The correlation between hybrid working and improved companies’ performance has been well documented, and it can sometimes be tempting to equate higher levels of employee activity with business success. But to adopt this thinking risks overlooking the factors conducive to longer-term innovation. Re-defining productivity in the hybrid era comes down to assessing individual business compromises between the following: individual wellbeing, work styles, business needs and the culture and social connections of an organization that can spur innovation.
Leading from the top
Redefining a company’s culture is a complex task. From a day-to-day perspective, it is important for business leaders to define a hybrid strategy that has clear and intentional tactics for employees creating greater balance between work and life and encouraging people to connect by coming together at physical sites to get the social and cultural interaction they crave.

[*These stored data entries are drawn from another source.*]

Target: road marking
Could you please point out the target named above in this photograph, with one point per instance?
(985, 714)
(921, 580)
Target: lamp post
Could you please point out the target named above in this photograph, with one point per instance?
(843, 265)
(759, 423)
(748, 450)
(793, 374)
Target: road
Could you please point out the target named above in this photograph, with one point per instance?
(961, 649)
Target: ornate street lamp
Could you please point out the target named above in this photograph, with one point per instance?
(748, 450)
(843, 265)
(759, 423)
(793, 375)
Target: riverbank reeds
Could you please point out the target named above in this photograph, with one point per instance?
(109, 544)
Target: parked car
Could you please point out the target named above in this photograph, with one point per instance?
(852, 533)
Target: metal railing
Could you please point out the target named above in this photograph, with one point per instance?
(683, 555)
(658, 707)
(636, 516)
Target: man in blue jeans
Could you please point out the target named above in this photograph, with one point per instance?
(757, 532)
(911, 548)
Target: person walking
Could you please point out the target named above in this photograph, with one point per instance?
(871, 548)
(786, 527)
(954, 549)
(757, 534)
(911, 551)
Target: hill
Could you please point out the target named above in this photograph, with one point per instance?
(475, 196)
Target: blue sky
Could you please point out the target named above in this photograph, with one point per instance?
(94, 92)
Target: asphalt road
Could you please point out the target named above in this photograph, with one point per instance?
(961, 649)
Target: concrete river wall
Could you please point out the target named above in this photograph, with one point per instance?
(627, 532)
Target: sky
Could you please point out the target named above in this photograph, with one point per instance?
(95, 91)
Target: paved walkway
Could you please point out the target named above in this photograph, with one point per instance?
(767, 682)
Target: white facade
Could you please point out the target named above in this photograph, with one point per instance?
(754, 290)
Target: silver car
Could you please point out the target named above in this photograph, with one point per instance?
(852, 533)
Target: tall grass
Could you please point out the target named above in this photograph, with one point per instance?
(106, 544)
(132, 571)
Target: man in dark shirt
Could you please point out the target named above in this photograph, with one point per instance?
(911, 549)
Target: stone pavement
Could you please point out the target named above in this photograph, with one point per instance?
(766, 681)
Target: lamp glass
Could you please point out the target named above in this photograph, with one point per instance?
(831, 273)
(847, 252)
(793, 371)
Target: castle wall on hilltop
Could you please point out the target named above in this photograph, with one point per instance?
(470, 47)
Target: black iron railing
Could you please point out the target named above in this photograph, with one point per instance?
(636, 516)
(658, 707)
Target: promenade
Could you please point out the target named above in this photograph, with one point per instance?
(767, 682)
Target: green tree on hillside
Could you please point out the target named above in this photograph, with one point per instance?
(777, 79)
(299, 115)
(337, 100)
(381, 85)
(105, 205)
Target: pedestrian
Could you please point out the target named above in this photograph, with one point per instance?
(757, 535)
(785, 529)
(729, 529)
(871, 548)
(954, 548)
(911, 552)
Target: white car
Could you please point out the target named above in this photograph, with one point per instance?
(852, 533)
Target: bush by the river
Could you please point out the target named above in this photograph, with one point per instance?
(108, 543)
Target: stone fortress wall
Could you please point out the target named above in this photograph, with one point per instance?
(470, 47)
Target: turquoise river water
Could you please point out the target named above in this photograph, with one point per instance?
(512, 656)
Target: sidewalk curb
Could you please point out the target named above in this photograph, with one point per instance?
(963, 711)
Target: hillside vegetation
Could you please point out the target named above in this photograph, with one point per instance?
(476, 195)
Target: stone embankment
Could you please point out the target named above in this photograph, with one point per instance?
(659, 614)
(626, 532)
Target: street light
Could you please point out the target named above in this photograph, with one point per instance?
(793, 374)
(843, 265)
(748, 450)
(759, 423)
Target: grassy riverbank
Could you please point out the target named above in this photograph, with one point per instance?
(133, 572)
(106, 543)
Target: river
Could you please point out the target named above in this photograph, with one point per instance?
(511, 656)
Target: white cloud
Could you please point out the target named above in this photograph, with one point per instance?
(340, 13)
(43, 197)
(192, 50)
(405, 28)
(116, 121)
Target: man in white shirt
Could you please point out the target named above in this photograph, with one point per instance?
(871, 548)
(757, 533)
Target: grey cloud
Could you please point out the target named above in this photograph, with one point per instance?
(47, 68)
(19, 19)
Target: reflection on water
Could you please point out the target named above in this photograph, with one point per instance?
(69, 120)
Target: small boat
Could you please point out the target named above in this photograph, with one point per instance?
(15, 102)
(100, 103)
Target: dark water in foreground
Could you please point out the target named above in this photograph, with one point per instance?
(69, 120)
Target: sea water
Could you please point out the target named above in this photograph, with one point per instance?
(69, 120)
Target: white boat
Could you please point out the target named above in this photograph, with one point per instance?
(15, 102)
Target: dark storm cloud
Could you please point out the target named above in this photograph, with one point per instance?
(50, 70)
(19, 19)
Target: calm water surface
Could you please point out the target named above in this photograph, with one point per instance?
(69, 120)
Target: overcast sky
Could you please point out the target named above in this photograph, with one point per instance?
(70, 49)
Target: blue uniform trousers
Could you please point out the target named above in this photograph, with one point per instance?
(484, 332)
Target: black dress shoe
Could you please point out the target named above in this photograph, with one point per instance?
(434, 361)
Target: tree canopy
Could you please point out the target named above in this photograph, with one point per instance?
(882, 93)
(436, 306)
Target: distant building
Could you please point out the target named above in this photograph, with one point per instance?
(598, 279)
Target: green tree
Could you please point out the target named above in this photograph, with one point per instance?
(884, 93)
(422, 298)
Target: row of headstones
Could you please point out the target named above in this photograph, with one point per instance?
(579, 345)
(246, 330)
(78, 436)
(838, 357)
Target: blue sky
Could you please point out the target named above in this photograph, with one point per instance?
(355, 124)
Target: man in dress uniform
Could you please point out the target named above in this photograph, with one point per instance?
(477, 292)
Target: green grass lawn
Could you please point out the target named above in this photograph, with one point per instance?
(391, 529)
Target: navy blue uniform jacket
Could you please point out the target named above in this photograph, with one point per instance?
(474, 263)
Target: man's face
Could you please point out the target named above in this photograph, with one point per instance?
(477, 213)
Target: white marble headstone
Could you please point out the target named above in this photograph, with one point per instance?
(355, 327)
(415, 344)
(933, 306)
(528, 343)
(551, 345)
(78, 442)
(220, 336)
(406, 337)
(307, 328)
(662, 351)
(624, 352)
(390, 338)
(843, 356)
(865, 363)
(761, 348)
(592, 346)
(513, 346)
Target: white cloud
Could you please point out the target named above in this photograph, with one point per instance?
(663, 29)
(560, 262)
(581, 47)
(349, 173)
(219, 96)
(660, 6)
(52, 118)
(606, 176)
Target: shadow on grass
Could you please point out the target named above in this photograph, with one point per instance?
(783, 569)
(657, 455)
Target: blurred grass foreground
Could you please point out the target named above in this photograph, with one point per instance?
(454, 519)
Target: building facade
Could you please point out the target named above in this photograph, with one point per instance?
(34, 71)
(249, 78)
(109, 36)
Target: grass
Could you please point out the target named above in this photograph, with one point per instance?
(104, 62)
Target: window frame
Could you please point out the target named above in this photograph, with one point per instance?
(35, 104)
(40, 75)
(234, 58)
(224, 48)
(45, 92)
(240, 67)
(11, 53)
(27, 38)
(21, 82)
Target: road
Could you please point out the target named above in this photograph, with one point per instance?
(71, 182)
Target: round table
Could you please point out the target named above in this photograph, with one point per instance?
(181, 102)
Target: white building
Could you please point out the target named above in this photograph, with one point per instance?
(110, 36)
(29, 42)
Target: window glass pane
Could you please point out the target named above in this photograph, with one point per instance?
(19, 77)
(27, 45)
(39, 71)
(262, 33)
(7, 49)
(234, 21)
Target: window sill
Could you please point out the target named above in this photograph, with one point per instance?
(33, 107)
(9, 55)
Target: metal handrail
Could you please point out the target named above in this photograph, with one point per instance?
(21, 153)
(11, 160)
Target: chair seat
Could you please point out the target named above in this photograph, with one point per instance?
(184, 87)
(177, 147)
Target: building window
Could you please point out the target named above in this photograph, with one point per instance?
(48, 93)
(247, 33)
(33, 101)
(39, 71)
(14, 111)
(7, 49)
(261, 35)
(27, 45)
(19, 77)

In the longer-term, it also means investing in collaboration solutions that enable hybrid strategies to succeed, particularly as more and more businesses recruit talent across a more geographically diverse network. That’s why business leaders need to be intentional when it comes to equipping workforces with collaboration solutions for hybrid working, this means tailoring tech solutions to the specific requirements of a role as well as individual preference.
But despite the ways in which technology has changed the workplace, it is not a substitute for leadership and culture. Leaders today face the challenge of harnessing the capabilities of technology while retaining a sense of culture and community that can keep employees engaged and motivated for the long term.
Business leaders who can deliver on this type of hybrid strategy will be well positioned to secure future talent as it enters the workforce by offering flexible work, well-connected technology solutions and meaningful cultural experiences.